There are many variants of the gradient descent scheme that are captured in tf$train$Optimizer
—our recommended implementation. But in the spirit of building from first principles, here you will implement the basic math yourself with the help of tf.GradientTape
for automatic differentiation and tf.assign_sub
for decrementing a value (which combines tf.assign
and tf.sub
):
train <- function(model, inputs, outputs, learning_rate) {
with (tf$GradientTape() %as% t, {
current_loss = loss(model$call(inputs), outputs)
})
d <- t$gradient(current_loss, list(model$W, model$b))
model$W$assign_sub(learning_rate * d[[1]])
model$b$assign_sub(learning_rate * d[[2]])
current_loss
}
Finally, let’s repeatedly run through the training data and see how W and b evolve.
model <- Model$new()
Ws <- bs <- c()
for (epoch in seq_len(20)) {
Ws[epoch] <- as.numeric(model$W)
bs[epoch] <- as.numeric(model$b)
current_loss <- train(model, inputs, outputs, learning_rate = 0.1)

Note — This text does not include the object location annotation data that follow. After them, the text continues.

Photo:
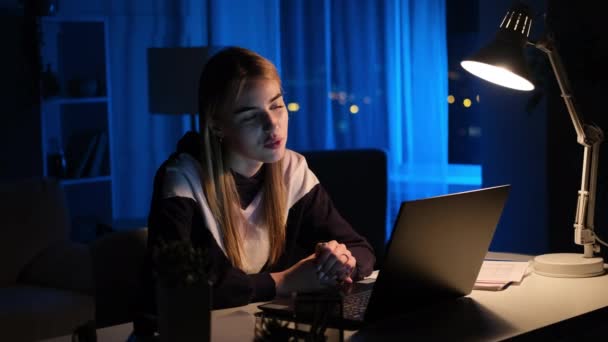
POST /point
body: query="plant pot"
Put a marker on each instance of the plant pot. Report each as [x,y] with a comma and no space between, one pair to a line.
[184,314]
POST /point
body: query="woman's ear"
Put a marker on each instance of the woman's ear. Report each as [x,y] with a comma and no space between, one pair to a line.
[216,129]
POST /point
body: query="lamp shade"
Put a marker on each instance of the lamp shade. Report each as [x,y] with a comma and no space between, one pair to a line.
[503,61]
[173,75]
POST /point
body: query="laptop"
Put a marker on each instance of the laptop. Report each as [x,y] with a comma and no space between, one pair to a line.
[434,254]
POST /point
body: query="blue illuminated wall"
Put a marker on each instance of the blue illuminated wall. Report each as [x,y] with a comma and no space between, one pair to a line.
[408,117]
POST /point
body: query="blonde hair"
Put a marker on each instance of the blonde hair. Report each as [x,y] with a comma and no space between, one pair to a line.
[221,82]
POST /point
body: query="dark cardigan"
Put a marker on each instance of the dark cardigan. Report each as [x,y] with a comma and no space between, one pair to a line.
[313,218]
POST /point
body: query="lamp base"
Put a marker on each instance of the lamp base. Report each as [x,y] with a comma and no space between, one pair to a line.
[568,265]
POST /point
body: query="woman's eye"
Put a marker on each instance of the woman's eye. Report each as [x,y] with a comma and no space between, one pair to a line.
[250,118]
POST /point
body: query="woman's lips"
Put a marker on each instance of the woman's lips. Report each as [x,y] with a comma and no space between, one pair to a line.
[273,144]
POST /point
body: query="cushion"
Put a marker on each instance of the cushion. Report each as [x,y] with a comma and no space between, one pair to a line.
[118,260]
[64,265]
[34,216]
[30,313]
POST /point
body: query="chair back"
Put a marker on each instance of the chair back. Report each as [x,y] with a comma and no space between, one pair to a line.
[357,182]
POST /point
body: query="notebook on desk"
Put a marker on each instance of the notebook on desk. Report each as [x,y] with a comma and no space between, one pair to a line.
[435,252]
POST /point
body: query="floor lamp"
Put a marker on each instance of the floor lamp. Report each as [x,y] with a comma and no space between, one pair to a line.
[173,75]
[503,62]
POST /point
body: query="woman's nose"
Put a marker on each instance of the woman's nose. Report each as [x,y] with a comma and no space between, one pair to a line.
[270,121]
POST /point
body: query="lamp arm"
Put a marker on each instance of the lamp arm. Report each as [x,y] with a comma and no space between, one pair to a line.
[546,45]
[590,137]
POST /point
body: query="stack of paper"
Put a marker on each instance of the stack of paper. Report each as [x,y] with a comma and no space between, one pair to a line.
[496,275]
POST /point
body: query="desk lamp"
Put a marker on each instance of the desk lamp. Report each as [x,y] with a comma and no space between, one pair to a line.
[503,62]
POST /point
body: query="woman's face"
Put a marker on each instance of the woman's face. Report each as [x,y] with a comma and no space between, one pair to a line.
[256,131]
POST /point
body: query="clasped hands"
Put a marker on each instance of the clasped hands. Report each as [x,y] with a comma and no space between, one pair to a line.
[334,263]
[330,265]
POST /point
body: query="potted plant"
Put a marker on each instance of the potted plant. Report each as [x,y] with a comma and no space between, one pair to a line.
[183,292]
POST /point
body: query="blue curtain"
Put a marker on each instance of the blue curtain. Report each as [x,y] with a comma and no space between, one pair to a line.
[371,74]
[368,73]
[361,73]
[143,140]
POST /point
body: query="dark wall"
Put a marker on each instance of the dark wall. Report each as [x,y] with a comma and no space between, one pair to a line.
[20,145]
[580,32]
[513,149]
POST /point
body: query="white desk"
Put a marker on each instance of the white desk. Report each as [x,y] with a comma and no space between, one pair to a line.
[536,303]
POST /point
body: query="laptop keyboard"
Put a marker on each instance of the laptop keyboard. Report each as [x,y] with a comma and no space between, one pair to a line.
[355,304]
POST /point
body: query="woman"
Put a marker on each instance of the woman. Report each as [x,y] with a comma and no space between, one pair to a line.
[234,189]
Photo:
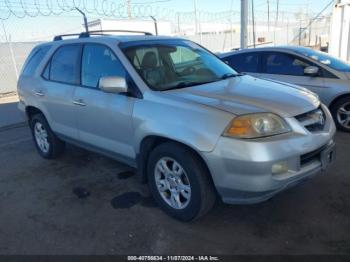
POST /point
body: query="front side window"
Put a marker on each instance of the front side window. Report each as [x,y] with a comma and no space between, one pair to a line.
[99,61]
[244,62]
[325,59]
[165,65]
[284,64]
[34,60]
[65,64]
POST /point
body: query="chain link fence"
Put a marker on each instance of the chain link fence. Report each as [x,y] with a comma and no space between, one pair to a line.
[217,31]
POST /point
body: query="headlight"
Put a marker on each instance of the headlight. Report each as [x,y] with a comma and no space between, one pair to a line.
[256,125]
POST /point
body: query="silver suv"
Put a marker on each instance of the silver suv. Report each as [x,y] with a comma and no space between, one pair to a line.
[191,125]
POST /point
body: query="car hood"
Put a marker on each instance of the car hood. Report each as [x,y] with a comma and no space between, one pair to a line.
[246,94]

cat(glue::glue("Epoch: {epoch}, Loss: {as.numeric(current_loss)}"), "\n")
}
## Epoch: 1, Loss: 9.22420692443848
## Epoch: 2, Loss: 6.19532537460327
## Epoch: 3, Loss: 4.27906942367554
## Epoch: 4, Loss: 3.06672716140747
## Epoch: 5, Loss: 2.29972267150879
## Epoch: 6, Loss: 1.81446659564972
## Epoch: 7, Loss: 1.50746238231659
## Epoch: 8, Loss: 1.31323146820068
## Epoch: 9, Loss: 1.19034790992737
## Epoch: 10, Loss: 1.11260342597961
## Epoch: 11, Loss: 1.06341695785522
## Epoch: 12, Loss: 1.03229808807373
## Epoch: 13, Loss: 1.01261019706726
## Epoch: 14, Loss: 1.0001540184021
## Epoch: 15, Loss: 0.992273688316345
## Epoch: 16, Loss: 0.987287759780884
## Epoch: 17, Loss: 0.984133422374725
## Epoch: 18, Loss: 0.982137799263
## Epoch: 19, Loss: 0.9808748960495
## Epoch: 20, Loss: 0.980076193809509
tibble(
epoch = 1:20,
Ws = Ws,
bs = bs
) %>%
pivot_longer(
c(Ws, bs),
names_to = "parameter",
values_to = "estimate"
) %>%
ggplot(aes(x = epoch, y = estimate)) +
geom_line() +
facet_wrap(~parameter, scales = "free")
This tutorial used tf$Variable
to build and train a simple linear model.
In practice, the high-level APIs—such as Keras—are much more convenient to build neural networks. Keras provides higher level building blocks (called “layers”), utilities to save and restore state, a suite of loss functions, a suite of optimization strategies, and more.